– Понял, – ответил он. К вечеру отзвенела нежная, светящая даль. Небо вспучилось, зацвело сизыми тучами, посыпала белая крупка снега. Когда Петр Матвеич нес в дом охапку дров, снег падал и таял на смолянистых сосновых поленьях. Дул колкий сиверко и несло морозцеватой свежестью, близкой зимой. Чай пили без света, с печными заревами. Было тихо, тепло и уютно.
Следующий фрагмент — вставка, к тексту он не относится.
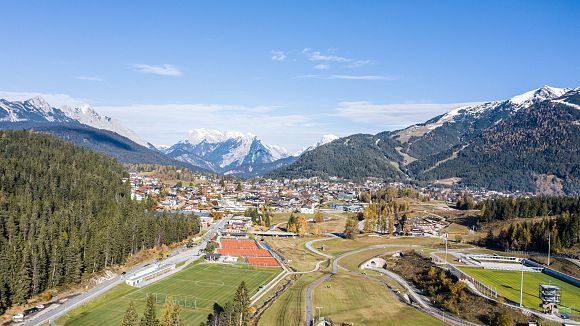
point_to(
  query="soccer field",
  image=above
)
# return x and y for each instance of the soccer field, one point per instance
(196, 288)
(507, 284)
Ночью он проснулся от непривычного света. Глянул в окно, на белую зыбь снега. Небо очистилось, лучилось звездами, и луна, как ковчежек, медленно плавала в этой безбрежной воздушной стихии. Его рябинка серебристо мерцала в голубоватом этом сиянии, и, глядя на нее, он вспомнил о Надейке и до слез пожалел ее и свою Тамарку, и Юрку, и всех, так беспутно мучавшихся на этой красивой и так разумно устроенной Господом земле. Поднявшись с постели, он прошел на кухню, попил воды из ковша. На припечке пыхало Нюрахино тесто, наполняя дом кисловато-сытными запахами. Печь вытопилась вся, и от нее шло спокойное тепло. Он с удовольствием потоптался по дому, ощущая всей душою его родную, надежную, охранную, как чрево матери, жизнь, которая согревалась во всех углах и во всякой пяди его и Нюрахиными руками. Улегшись на постели, он прислушался к Нюрахиному дыханию, ровному и глубокому, и постарался пристроиться к нему, чтобы и во сне плыть с нею рядышком…
Разъезд родниковый
– …Ну вот, я от него пячусь, он как раз за мной, ей-бо… и клешшится, и клешшится. Ручищи страшенные, волосья на их по метру. Слышь, Сим, да как сиганет на меня… Веришь-нет, кума, захолонуло у меня вот тута в груди. Заклинило. А башка-то справная ешшо, варит чуток, ну, думаю, пришла родимая. Да, Сим, так вот и думаю, сквозь сон-то. Дал господь легкой смертушки. Во сне помру. А он меня по бокам бьет, бьет… Да… А потом Панкин петух, спасибо ему, закричал, видать. Я и проснулась. Веришь – нет, лежала, что обмерла. Думаю, нагрешила, видать, за жизнь. Вот меня живую черти и мучают. – Кума Мотя схлебнула чай из чашки, вынула из кармана ситцевый носовой платочек с кружевной обметкой – Симино рукоделье, но подумала и поберегла его, утерлась рукавом кофты. – Не расчухаешь теперь.
– Не бери в голову, – ворканула вспотевшая кума Сима. – К народу сон. Может, нынче навалют. Скорая пора для них.
– Никого не пущу. Тута не собес. Вот и Харитоновы живут, и Панка с петухом, и Данилыч твой. Надька вон. А к ей никто не сунется. Намоет с утра – и в лес. Третий день по ведру выносит…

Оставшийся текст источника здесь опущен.